Auch Zehn nach Zehn touristischer Leuchtturm der Stadt: Das UNESCO-Welterbe Zollverein. Auch Zehn nach Zehn touristischer Leuchtturm der Stadt: Das UNESCO-Welterbe Zollverein. (Foto: EWG)

Zehn nach Zehn: Die Kulturhauptstadt als nachhaltiger Impulsgeber für Essen

16.01.2020

Zehn Jahre nachdem die Stadt Essen den Titel "Kulturhauptstadt Europas 2010" stellvertretend für das gesamte Ruhrgebiet tragen durfte, sind die positiven Auswirkungen dieses besonderen Jahres immer noch spürbar. Das touristische Wachstum in Essen ist nach wie vor stark, auch die Maßnahmen der damals gegründeten Ruhr Tourismus GmbH verstetigen diesen Erfolg.

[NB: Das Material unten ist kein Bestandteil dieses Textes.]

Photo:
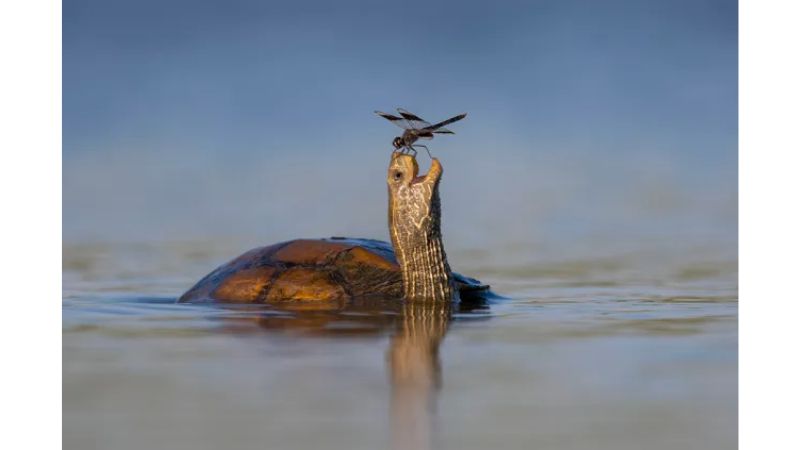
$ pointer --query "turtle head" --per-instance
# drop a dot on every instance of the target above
(414, 225)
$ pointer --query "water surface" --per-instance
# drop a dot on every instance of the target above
(623, 346)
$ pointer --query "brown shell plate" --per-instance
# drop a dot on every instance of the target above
(311, 270)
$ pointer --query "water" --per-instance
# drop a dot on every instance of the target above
(601, 345)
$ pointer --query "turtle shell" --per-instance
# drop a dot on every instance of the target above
(310, 269)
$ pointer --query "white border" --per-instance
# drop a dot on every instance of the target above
(30, 200)
(30, 139)
(769, 222)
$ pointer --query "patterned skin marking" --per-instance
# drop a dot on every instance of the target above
(415, 228)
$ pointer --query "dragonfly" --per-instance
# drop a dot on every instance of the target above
(416, 128)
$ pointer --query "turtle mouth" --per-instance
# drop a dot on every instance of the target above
(418, 179)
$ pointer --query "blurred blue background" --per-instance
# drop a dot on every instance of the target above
(608, 121)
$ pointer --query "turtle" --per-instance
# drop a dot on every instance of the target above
(413, 267)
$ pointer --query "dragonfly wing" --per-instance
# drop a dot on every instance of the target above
(427, 135)
(446, 122)
(415, 121)
(399, 121)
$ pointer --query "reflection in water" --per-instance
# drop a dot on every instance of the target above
(415, 372)
(412, 358)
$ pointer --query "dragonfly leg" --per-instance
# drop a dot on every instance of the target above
(426, 149)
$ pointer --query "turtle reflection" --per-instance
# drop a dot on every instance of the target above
(413, 363)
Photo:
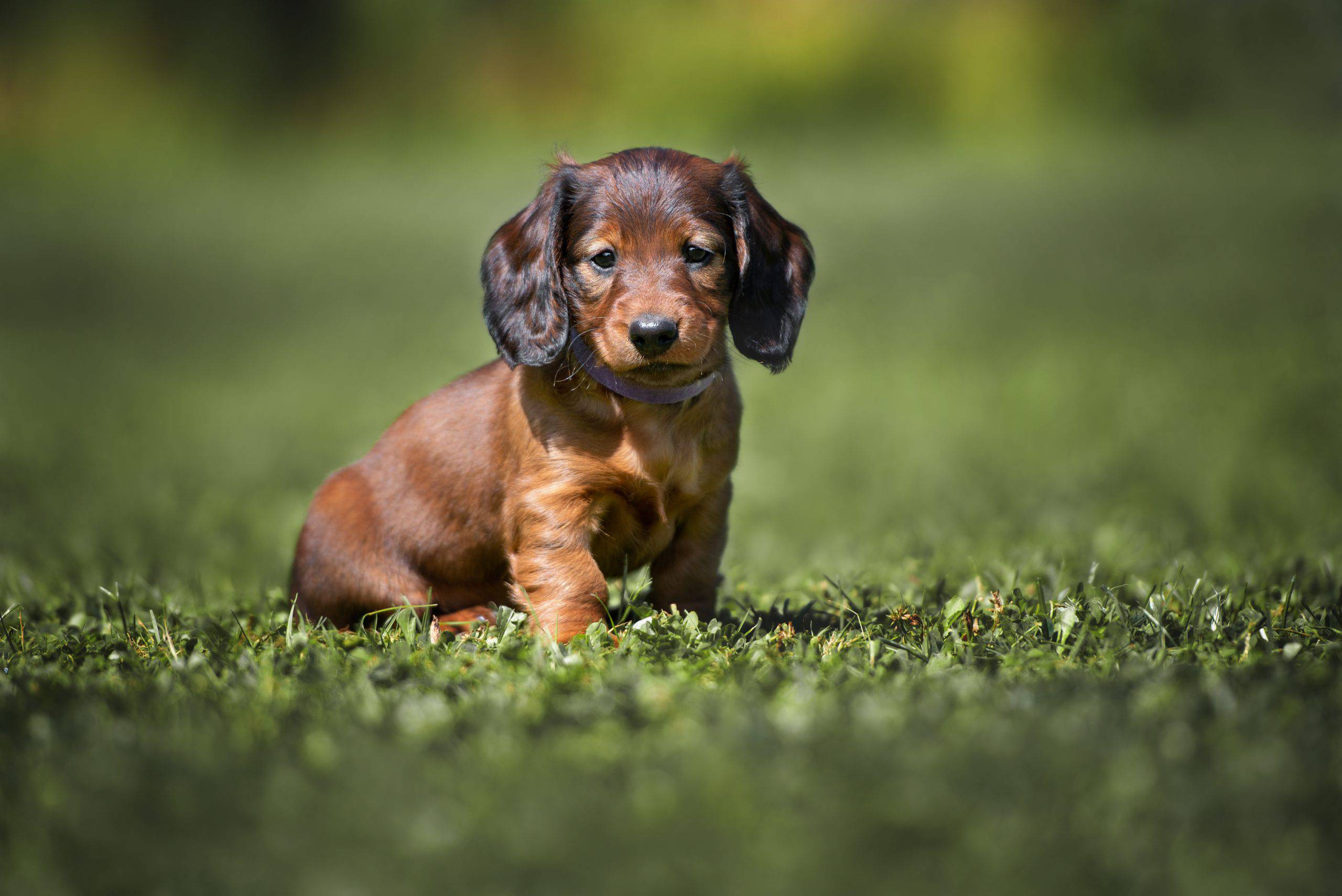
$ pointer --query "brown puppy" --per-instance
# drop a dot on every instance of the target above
(605, 435)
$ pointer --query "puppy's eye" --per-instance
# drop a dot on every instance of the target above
(697, 254)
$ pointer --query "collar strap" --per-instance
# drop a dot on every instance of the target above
(622, 387)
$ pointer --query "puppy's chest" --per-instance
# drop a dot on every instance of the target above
(657, 481)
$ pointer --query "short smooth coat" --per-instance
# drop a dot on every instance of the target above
(528, 483)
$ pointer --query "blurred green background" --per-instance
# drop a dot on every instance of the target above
(1077, 320)
(1077, 298)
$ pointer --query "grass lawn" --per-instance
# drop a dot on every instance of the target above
(1032, 580)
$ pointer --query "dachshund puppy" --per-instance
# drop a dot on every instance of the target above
(604, 436)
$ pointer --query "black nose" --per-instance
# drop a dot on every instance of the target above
(653, 334)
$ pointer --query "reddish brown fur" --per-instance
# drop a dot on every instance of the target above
(528, 483)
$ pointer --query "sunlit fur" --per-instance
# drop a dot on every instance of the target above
(525, 481)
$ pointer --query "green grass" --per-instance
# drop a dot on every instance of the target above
(1097, 379)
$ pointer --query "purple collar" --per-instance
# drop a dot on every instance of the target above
(622, 387)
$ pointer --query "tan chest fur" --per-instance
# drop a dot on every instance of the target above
(658, 474)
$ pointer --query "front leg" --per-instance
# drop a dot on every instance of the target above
(555, 577)
(686, 573)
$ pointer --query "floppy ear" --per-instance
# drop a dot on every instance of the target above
(776, 268)
(525, 309)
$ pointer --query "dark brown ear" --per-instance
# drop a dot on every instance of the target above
(525, 309)
(775, 277)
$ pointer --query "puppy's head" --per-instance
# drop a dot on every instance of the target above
(650, 255)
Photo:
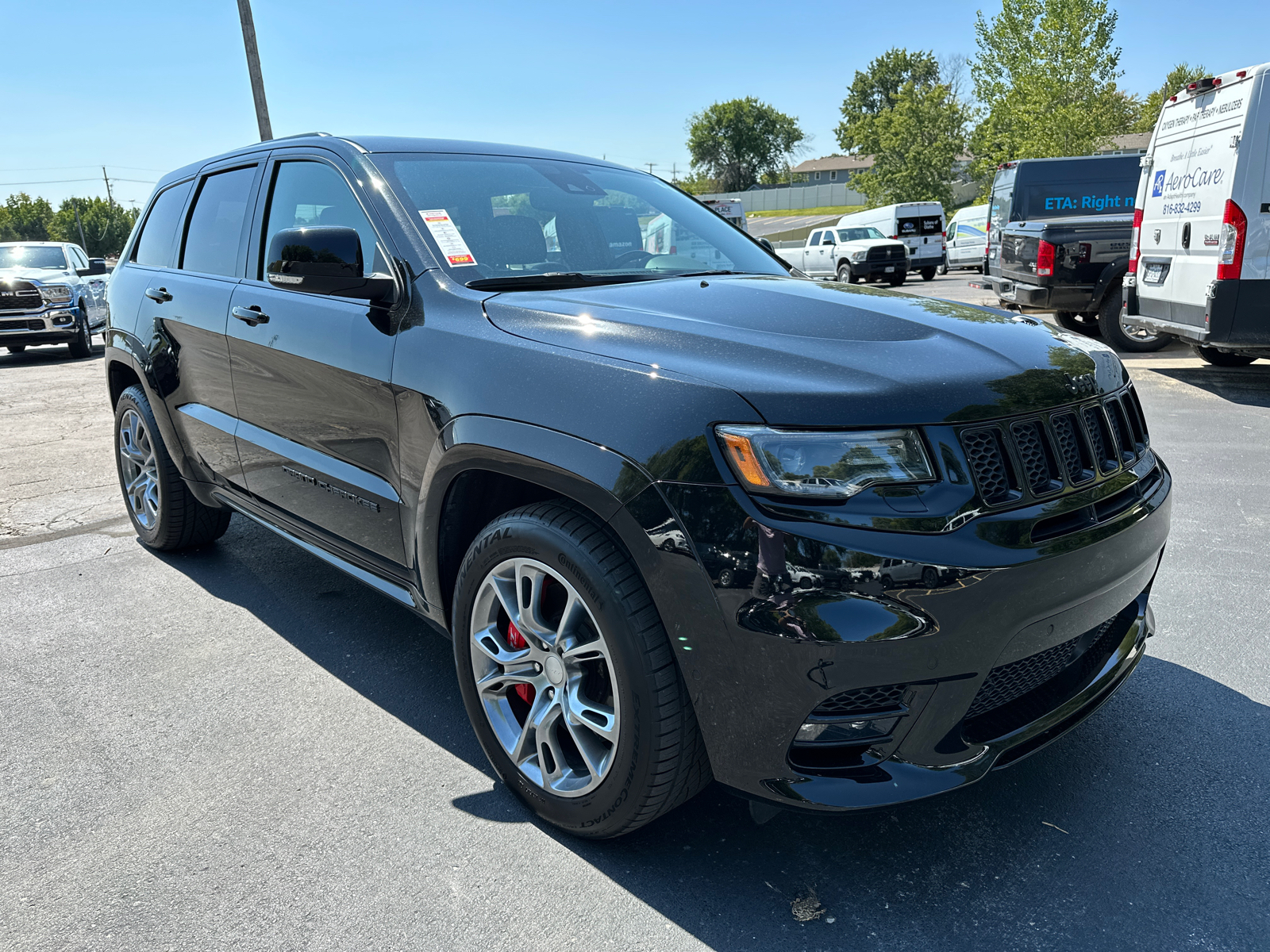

Ein weiterer Aspekt ist die kulturelle Vernetzung der Region, denn die Kulturhauptstadt hat viele Institutionen und Kommunen näher zusammengebracht. "10 Jahre europäische Kulturhauptstadt - das ist ein sehr guter Grund zu feiern", so der Essener Oberbürgermeister Thomas Kufen. "Viele Formate und Netzwerke aus dem Kulturhauptstadtjahr haben auch heute noch Bestand. Davon profitieren wir als Region - gestern wie heute: als Angebot in einer lebenswerten Stadt und als Imagefaktor für die Metropole Ruhr."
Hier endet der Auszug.